Khepri - a tree-like replicated on-disk database library for Erlang and Elixir (introduction & feedbacks)

dumbbell · June 27, 2022, 8:23am

Not really at this time. Currently, the entire database is represented as a single Erlang term held entirely in memory.

From an implementation point of view, Khepri is a Raft state machine and is simply a callback module used by the Ra library. It uses and relies on the default mechanism provided by Ra to write anything to disk and load the data back into memory on start.

In the future, it may evolve and use its dedicated implementation to manage data in memory and on disk. As of now, it is not a priority.

dumbbell · November 14, 2022, 4:59pm

On behalf of the RabbitMQ team, I’m proud to release Khepri 0.6.0! It follows Khepri 0.5.0 which I forgot to talk about here. Therefore I will cover both in this post.

In Khepri 0.5.0, we focused on refining the public API again.

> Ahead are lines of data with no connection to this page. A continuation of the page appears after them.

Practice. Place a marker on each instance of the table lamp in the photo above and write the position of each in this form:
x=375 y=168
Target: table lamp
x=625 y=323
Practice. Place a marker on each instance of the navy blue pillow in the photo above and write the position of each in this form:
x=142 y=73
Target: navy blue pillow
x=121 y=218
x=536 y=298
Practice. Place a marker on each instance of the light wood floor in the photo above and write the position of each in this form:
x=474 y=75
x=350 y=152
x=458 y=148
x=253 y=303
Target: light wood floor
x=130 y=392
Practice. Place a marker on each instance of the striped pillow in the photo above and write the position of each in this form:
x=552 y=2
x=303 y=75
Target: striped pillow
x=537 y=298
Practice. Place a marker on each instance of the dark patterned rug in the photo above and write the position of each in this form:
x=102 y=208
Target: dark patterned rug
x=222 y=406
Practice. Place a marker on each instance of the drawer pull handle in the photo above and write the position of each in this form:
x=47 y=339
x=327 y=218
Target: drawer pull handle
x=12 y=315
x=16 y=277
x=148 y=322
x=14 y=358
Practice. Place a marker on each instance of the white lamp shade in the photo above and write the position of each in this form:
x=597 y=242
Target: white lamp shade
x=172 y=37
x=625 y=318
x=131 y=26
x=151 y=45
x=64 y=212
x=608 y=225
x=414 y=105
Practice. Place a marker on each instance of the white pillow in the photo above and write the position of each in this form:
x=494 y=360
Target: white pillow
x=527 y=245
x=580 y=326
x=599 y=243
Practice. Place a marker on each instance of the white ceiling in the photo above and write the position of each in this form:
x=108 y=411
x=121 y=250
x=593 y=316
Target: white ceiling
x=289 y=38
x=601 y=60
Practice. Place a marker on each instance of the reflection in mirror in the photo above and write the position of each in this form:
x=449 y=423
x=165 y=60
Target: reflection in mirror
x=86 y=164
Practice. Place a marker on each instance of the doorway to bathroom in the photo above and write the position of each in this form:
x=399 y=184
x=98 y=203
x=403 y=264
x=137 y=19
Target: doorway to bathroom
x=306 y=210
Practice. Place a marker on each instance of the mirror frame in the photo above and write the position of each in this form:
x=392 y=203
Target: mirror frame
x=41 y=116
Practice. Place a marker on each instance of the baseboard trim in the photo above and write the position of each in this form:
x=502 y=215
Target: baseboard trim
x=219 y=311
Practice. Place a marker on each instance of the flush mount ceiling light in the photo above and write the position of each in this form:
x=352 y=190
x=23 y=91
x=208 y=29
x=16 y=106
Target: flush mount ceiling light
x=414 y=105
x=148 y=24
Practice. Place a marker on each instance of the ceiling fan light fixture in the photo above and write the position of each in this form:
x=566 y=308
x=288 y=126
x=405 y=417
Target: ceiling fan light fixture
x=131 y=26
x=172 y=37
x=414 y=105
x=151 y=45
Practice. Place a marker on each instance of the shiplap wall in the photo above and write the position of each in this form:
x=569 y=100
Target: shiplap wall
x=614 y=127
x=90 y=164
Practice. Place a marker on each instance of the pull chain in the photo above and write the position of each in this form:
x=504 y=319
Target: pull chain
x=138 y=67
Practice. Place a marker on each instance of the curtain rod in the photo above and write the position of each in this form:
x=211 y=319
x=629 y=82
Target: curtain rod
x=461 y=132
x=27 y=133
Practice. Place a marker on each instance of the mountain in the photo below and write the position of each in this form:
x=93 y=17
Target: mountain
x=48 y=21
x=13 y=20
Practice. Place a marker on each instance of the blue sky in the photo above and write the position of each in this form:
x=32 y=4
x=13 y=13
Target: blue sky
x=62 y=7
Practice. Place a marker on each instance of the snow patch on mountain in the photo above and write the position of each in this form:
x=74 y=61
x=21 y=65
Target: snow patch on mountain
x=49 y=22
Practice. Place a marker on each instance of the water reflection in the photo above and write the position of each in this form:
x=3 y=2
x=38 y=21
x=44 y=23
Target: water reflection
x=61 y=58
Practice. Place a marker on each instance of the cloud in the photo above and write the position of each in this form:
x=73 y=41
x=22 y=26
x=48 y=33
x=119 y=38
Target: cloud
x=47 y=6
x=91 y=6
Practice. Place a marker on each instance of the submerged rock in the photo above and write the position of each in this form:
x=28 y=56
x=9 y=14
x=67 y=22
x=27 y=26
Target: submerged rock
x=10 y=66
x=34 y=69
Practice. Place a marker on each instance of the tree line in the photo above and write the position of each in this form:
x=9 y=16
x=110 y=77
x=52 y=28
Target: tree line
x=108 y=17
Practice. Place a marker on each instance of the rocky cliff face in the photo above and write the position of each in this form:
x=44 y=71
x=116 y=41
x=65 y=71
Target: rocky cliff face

It was already the topic of version 0.3.0 but I was still not convinced by the result.

This time, the khepri module exposes functions which should be straightforward and boring to use. Things like getting a value from the store should be mlore obvious now. Return values of khepri:put() and khepri:delete() are very simple too now (they just indicate if the operation succeeded or not).

Here is an example:

ok = khepri:put(StoreId, "/path/to/tree/node", Value),
{ok, Value} = khepri:get(StoreId, "/path/to/tree/node").

the khepri_tx module exposes the same API as khepri, but for transaction functions. If an API is missing in khepri_tx compared to khepri, it is either because it doesn’t make sense in the context of a transaction, or it is a bug.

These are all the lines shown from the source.